Resuming jobs after node.js restart

Automattic / kue

Kue is a priority job queue backed by redis, built for node.js.

http://automattic.github.io/kue

MIT License

9.45k stars 865 forks source link

Resuming jobs after node.js restart #510

Open goodthing opened 9 years ago

goodthing commented 9 years ago

Question: I have a delayed job. Called by this code var job = jobs.create(jobName, data) .delay(time) .priority('low') .save(); jobs.promote();

Then after it successfully goes into redis, the node server restarts. The job never runs anymore but I checked and it does exist in the redis. How do I ensure that the job will be picked up?
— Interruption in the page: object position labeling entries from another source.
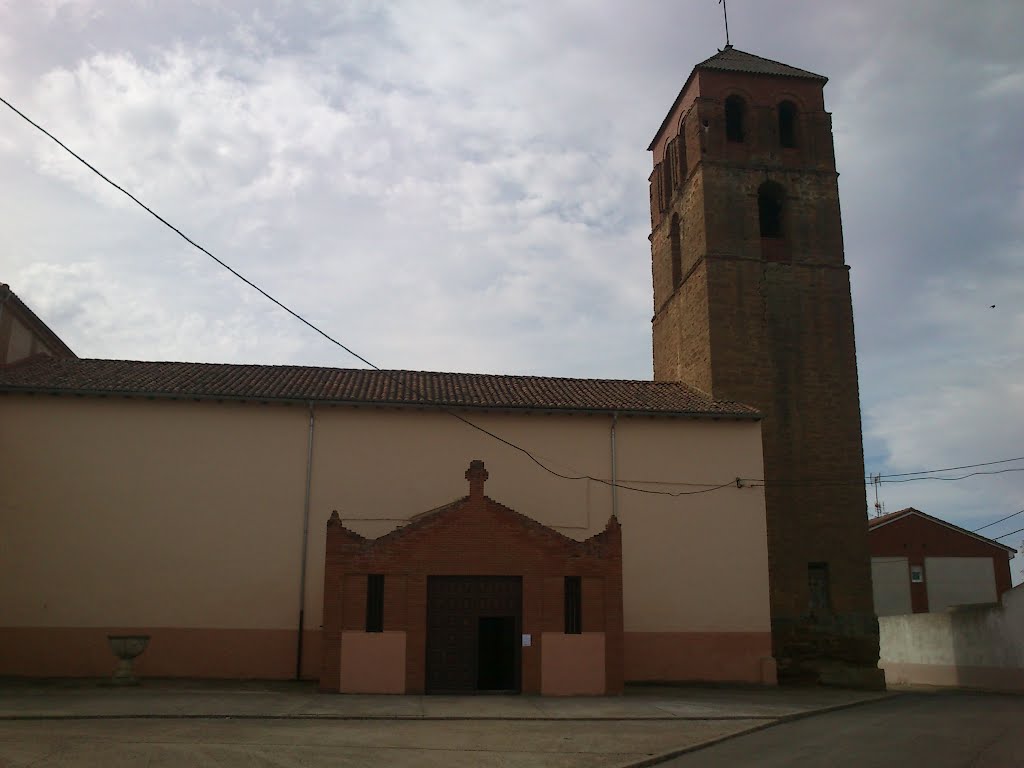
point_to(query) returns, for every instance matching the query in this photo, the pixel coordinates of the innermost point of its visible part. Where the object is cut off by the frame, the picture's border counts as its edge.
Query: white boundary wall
(973, 646)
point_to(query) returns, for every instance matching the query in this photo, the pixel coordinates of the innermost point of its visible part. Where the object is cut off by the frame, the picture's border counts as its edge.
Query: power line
(828, 482)
(706, 487)
(954, 469)
(998, 521)
(1010, 534)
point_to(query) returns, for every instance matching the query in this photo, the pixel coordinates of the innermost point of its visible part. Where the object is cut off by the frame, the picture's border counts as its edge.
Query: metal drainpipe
(614, 486)
(305, 547)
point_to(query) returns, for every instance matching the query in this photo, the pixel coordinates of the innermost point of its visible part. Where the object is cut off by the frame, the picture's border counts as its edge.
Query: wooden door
(455, 608)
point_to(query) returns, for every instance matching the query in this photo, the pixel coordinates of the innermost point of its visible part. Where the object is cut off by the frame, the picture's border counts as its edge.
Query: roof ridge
(314, 383)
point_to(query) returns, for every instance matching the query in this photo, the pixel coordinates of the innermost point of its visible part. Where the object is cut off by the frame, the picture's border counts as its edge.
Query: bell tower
(752, 303)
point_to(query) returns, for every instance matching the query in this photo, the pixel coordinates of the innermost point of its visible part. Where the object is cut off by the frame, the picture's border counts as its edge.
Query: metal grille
(573, 605)
(375, 602)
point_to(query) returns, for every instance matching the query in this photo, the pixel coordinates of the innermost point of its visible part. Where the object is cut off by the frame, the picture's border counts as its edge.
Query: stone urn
(126, 647)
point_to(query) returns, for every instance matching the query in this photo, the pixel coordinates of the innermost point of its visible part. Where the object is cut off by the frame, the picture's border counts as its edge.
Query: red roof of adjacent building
(357, 386)
(876, 522)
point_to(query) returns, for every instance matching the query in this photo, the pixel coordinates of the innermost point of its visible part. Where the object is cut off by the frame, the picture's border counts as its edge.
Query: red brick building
(752, 301)
(921, 563)
(444, 604)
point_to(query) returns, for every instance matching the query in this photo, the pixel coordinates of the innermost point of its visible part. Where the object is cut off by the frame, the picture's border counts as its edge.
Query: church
(397, 531)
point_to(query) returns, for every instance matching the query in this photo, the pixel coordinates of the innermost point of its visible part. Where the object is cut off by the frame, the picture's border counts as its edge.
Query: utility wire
(706, 487)
(1010, 534)
(826, 483)
(988, 525)
(953, 469)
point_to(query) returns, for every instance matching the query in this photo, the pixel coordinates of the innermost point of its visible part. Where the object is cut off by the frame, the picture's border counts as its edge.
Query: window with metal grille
(573, 605)
(817, 583)
(375, 602)
(771, 207)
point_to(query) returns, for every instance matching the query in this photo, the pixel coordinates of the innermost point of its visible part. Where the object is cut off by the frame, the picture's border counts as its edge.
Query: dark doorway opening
(496, 648)
(473, 626)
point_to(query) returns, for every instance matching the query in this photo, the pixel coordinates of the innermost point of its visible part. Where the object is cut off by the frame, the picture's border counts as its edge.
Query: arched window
(734, 114)
(676, 245)
(771, 198)
(683, 166)
(787, 124)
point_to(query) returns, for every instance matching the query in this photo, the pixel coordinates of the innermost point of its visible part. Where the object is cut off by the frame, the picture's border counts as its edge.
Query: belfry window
(734, 114)
(819, 589)
(787, 124)
(676, 246)
(771, 198)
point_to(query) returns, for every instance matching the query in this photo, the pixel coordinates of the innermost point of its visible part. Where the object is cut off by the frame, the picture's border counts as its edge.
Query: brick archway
(376, 598)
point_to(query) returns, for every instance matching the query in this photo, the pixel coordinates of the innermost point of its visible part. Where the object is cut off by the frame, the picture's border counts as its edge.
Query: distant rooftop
(733, 59)
(358, 386)
(8, 299)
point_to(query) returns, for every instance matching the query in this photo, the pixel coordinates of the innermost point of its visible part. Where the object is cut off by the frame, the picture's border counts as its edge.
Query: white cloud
(463, 186)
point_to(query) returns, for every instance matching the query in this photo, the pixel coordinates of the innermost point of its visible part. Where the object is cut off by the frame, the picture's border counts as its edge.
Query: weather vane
(725, 12)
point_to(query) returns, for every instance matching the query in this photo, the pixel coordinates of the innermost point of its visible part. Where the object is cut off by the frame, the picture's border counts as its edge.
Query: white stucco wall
(123, 512)
(974, 646)
(958, 581)
(891, 586)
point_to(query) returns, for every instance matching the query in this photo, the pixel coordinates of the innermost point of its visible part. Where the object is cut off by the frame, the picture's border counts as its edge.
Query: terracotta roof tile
(875, 522)
(230, 381)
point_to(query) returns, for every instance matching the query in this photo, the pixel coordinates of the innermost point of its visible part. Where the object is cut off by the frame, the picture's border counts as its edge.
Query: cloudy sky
(462, 185)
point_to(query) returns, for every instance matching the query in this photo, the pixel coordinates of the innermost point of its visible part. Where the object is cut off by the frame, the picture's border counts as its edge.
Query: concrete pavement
(939, 729)
(79, 723)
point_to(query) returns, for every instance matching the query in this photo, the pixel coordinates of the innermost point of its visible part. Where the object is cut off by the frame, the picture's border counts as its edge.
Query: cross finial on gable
(477, 475)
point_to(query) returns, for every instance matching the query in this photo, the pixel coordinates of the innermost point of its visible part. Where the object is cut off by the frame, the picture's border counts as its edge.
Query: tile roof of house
(875, 522)
(9, 299)
(733, 59)
(357, 386)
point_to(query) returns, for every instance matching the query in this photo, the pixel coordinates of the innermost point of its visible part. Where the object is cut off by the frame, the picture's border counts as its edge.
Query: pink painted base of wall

FYI this is the redis entry: hgetall q:job:16 1) "updated_at" 2) "1423534315447" 3) "created_at" 4) "1423534315414" 5) "delay" 6) "5000000" 7) "state" 8) "delayed" 9) "priority" 10) "10" 11) "type" 12) "sendNotification" 13) "max_attempts" 14) "1" 15) "data" 16) " {}"

behrad commented 9 years ago

delayed jobs are resistant to restarts. are you calling promote() ?

goodthing commented 9 years ago

Do I have to call promote() after the node restart or how does it actually suppose to work? All I've seen in examples are calling promote after the job creation as per my code above.

behrad commented 9 years ago

promote is actually a daemon continuously checking delayed queue for job queuing time arrivals, so you should call promote on your node process startup (just once/in one process if you are using cluster) when you are using delayed jobs

davisford commented 9 years ago

@behrad what if i am not using delayed jobs? I am running 0.8.9 and I am seeing a scenario where the producer puts jobs in the kue and they get stuck there. I have jobs in both the queued state and the active state when I inspect.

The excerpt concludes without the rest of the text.